Giovedi, 27 aprile 2017 - ORE:12:59

The Artist – una vittoria dedicata all’arte


La notte degli Oscar è un po’ come il gran ballo di Cenerentola, un sogno potervi prendere parte, il desiderio e l’ambizione più alta di ogni artista, che sia regista, attore, costumista, compositore.

Una notte dedicata all’arte, l’unica e sacrosanta ragione per cui si è chiamati su quel palco, tremanti d’emozione; l’unico motivo per stare attenti a non farsi cadere la statuetta dalle mani, dopo il grande impegno e l’assoluta dedizione. E come Cenerentola, gli artisti ballano e brillano per una sola notte, indimenticabile.

Quest’anno la serata è stata completamente dedicata a rendere omaggio ad uno dei film più particolari e sorprendenti del 2011: The Artist.

Il titolo di questo film è sicuramente programmatico ed emblematico. Esistono ancora oggi, come agli albori di un’arte difficile quanto unica come quella del cinema, veri artisti? Capaci di far emozionare, ridere, piangere, ballare, semplicemente grazie alla loro grande capacità espressiva e interpretativa?

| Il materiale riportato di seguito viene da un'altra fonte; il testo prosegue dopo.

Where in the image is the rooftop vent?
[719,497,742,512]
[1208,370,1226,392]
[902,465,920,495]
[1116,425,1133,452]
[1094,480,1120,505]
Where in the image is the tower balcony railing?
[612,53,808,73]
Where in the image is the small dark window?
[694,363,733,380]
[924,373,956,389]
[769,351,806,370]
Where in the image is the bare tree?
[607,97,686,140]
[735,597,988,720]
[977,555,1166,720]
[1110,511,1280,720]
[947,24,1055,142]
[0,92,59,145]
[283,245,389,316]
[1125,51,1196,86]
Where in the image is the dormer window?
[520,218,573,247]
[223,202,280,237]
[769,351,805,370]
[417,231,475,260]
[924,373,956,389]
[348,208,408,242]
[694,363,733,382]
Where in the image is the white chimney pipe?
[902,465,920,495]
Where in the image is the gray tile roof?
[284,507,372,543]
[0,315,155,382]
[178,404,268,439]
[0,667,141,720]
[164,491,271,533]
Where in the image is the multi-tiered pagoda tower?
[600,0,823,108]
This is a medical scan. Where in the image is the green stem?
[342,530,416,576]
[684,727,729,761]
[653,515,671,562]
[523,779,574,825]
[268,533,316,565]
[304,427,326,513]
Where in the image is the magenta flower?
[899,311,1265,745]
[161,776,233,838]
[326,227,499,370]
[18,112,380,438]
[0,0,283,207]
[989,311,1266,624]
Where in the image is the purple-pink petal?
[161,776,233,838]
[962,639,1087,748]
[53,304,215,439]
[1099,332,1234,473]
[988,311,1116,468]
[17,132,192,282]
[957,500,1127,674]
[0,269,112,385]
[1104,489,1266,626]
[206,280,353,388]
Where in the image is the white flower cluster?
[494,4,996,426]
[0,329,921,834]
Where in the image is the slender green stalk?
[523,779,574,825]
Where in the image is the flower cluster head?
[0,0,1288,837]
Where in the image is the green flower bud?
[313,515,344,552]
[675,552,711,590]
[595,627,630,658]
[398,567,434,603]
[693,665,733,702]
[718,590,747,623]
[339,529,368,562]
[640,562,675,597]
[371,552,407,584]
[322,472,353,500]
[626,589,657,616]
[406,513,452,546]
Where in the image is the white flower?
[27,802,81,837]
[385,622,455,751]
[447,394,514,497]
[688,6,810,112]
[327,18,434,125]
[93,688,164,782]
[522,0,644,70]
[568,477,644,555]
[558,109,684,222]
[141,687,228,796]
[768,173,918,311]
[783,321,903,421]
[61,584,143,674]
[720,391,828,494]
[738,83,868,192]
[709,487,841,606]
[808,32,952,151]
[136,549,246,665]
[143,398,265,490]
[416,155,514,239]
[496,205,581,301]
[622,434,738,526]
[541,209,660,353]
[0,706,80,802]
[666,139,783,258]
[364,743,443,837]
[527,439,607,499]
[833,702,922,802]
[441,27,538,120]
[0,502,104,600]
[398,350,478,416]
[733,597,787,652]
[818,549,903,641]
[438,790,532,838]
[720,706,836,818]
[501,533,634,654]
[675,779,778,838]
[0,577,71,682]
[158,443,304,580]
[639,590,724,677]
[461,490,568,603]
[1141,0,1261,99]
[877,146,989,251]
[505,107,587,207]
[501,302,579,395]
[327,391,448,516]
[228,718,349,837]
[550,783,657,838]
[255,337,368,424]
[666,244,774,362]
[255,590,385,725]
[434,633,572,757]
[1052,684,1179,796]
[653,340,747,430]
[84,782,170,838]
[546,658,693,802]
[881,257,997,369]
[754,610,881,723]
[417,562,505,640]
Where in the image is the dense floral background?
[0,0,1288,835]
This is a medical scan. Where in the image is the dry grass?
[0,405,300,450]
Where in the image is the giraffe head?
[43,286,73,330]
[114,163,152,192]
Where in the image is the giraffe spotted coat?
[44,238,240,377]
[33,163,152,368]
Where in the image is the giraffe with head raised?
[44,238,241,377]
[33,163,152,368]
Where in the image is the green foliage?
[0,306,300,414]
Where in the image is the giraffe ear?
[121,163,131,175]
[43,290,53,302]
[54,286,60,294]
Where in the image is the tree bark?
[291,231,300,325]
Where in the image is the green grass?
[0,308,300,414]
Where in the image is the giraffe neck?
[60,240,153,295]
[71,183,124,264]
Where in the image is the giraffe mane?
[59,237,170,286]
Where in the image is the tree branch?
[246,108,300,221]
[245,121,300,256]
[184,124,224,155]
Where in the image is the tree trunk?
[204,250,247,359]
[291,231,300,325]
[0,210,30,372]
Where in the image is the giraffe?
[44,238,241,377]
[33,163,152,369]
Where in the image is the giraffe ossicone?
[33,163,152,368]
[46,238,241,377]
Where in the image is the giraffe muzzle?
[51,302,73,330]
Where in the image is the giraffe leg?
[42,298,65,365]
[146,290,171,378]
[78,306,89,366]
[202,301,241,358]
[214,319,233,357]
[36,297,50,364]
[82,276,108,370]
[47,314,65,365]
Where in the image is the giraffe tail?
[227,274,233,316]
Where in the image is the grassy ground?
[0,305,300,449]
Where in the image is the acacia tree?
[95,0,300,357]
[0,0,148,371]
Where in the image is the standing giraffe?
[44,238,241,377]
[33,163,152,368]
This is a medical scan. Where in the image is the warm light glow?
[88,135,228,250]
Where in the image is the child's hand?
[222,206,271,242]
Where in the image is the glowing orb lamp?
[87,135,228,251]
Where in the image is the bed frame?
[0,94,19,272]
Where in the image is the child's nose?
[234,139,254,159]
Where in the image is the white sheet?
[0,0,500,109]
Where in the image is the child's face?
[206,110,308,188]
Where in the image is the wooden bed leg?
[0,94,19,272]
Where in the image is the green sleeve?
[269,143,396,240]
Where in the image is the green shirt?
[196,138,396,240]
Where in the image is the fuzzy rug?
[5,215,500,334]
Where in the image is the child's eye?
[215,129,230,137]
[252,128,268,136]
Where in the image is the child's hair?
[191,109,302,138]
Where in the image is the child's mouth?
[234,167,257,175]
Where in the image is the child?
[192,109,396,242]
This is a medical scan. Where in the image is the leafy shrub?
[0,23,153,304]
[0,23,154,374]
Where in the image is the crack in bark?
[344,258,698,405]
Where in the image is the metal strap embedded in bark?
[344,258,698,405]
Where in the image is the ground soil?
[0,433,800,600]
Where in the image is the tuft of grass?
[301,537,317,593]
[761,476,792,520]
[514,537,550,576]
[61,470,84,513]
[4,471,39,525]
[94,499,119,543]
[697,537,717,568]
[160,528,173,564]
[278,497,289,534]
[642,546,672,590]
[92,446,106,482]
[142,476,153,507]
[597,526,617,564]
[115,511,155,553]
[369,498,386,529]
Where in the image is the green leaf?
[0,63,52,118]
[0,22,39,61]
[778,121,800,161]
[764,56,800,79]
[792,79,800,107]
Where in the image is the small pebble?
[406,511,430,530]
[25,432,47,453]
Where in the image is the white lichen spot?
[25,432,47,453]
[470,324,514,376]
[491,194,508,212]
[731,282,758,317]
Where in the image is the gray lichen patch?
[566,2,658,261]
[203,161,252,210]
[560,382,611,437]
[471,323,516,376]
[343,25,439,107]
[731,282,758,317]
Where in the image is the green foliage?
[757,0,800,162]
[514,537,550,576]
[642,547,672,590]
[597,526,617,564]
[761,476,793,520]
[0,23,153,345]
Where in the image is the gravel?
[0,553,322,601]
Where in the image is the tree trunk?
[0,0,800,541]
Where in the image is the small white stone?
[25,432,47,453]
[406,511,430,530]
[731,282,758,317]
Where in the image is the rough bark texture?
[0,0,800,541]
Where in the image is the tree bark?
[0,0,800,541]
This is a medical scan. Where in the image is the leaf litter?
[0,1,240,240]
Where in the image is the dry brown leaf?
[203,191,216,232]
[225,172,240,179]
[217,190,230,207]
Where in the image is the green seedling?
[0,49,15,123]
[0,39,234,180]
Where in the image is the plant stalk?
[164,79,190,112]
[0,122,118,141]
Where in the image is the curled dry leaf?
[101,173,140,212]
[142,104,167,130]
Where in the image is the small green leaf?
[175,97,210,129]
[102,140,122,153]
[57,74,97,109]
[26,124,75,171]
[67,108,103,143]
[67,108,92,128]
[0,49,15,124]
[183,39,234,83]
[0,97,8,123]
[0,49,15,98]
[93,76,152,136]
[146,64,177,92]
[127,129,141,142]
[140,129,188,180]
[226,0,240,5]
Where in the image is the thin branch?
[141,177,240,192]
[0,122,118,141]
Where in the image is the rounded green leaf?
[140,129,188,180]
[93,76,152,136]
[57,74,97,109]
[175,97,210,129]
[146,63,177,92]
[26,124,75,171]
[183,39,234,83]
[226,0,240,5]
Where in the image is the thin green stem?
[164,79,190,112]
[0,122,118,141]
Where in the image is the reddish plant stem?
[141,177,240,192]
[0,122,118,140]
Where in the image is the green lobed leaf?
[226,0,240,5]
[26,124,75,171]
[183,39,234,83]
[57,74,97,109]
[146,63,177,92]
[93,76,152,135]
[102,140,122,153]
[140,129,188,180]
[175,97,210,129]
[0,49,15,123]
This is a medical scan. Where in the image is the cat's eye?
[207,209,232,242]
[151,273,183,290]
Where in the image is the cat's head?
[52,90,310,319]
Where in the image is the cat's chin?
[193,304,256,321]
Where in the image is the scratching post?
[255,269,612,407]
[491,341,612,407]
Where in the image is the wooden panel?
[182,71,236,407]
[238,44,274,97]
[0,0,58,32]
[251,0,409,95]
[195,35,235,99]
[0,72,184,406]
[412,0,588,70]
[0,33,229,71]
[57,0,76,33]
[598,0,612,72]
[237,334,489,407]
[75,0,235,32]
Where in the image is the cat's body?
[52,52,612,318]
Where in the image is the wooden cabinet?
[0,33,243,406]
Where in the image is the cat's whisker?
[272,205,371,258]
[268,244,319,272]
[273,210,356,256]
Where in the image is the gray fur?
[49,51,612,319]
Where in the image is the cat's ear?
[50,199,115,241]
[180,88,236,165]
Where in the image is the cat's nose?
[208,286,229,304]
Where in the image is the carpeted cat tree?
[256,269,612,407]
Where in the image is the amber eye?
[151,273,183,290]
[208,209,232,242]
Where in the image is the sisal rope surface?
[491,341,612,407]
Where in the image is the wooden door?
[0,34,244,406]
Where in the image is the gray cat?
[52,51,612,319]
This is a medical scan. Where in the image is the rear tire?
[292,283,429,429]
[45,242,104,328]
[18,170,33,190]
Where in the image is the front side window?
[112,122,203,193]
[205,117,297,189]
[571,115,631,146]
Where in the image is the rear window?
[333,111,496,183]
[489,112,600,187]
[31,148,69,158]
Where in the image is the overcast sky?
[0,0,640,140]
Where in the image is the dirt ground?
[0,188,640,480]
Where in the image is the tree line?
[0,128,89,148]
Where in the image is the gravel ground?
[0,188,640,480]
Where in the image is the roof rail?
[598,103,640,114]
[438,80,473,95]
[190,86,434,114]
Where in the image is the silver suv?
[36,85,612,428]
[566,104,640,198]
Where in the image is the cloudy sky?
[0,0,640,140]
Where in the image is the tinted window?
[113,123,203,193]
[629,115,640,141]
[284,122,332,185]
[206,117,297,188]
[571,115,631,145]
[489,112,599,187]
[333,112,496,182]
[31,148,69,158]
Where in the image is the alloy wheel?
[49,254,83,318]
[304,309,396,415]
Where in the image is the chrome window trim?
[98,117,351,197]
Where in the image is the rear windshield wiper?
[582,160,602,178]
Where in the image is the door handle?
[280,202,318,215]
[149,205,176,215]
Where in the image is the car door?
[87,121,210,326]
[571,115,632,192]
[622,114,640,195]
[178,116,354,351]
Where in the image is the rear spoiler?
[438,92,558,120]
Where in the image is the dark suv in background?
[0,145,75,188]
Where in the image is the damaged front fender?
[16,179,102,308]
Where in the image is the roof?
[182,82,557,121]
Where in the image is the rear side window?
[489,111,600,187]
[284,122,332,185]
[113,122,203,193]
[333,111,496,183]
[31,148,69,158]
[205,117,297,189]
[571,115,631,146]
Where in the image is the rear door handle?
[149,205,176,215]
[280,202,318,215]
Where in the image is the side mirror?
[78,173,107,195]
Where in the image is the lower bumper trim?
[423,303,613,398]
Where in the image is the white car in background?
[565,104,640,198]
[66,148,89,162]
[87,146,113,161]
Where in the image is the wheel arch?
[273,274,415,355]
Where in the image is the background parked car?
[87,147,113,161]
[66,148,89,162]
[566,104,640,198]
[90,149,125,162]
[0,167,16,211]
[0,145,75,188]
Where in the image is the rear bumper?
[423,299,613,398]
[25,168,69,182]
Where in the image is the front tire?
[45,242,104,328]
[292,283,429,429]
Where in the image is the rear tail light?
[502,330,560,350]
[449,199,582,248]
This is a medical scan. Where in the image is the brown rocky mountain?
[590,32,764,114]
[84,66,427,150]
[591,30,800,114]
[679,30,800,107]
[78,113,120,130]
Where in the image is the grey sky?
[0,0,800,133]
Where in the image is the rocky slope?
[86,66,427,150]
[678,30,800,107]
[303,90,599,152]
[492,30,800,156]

The Artist, per quanto molti lo abbiano considerato un film troppo banale, racchiude proprio in questa sua semplicità e franchezza, il vero senso di questa disciplina.
Non c’è bisogno di perdersi nei colori, negli effetti speciali, nelle fantasie. Basta sedersi, mettersi comodi, e avere la pazienza di ascoltare.

Ascoltare un mondo che non è costruito da parole, spesso ridondanti e inutili, ma da sguardi, dettagli, sorrisi abbozzati, strette di mano, raffinati movimenti, che hanno da dire molto più di lunghi monologhi, a chi è capace di coglierli.
Nel silenzio della sala, dove sembra di essere stati catapultati all’epoca dei cappelli piumati, dei bicchieri di cristallo e dei grandi lampadari ricchi di storia degli anni ’30, è difficile non rimanere affascinati da un film così ben studiato, da un film completamente silenzioso ma ricco di significato.

La scelta del muto è stata sicuramente l’arma vincente del regista, che aveva già un potentissimo asso nella manica: Jean Dujardin.

L’attore francese si guadagna il titolo di miglior protagonista, e come negarglielo. In un film di difficilissima interpretazione come questo, riesce a dar corpo e vivacità a tutta la struttura grazie alla sua grande capacità espressiva, alla sua teatralità e abilità a dar spettacolo. Ed è proprio ciò che spaventa il suo stesso personaggio, non riuscire ad esprimersi veramente, a trasmettere emozioni palpabili, perché surclassato da marionette parlanti e logorroiche, troppo occupate a muovere la bocca invece di avere la naturalezza che innamora con un solo sguardo.

Ciò che rende ancora più speciale e sfizioso il film è la colonna sonora, in perfetto stile retrò, completamente composta su linee di pianoforte e strumenti a fiato, ci trascina indietro nel tempo con un po’ di nostalgia, ci fa ballare al ritmo serratissimo di un tip tap, facendoci scordare di avere alle spalle anni e anni di imponenti muri sonori, ricchi di effetti e di suoni elettronici.

The Artist fa quindi parlare di se più del dovuto, ci conquista con gli espedienti più chiari e più sinceri che il cinema, teatro per eccellenza delle storiche illusioni e finzioni, possa utilizzare.

Ci invita a fare attenzione alla qualità più che alla quantità, e soprattutto ci allena a non perderci nemmeno il singolo movimento di un granello di polvere, prima ancora di una battuta.

La vittoria di questo film è stata un po’ la vittoria di tutti gli artisti, di tutti gli attori, di tutti i registi, i tecnici, del mondo del cinema. E con la sua umiltà ha saputo ricordarci il vero motivo per cui si lavora: la passione trascinante e la voglia di rappresentare il mondo come più ci colpisce.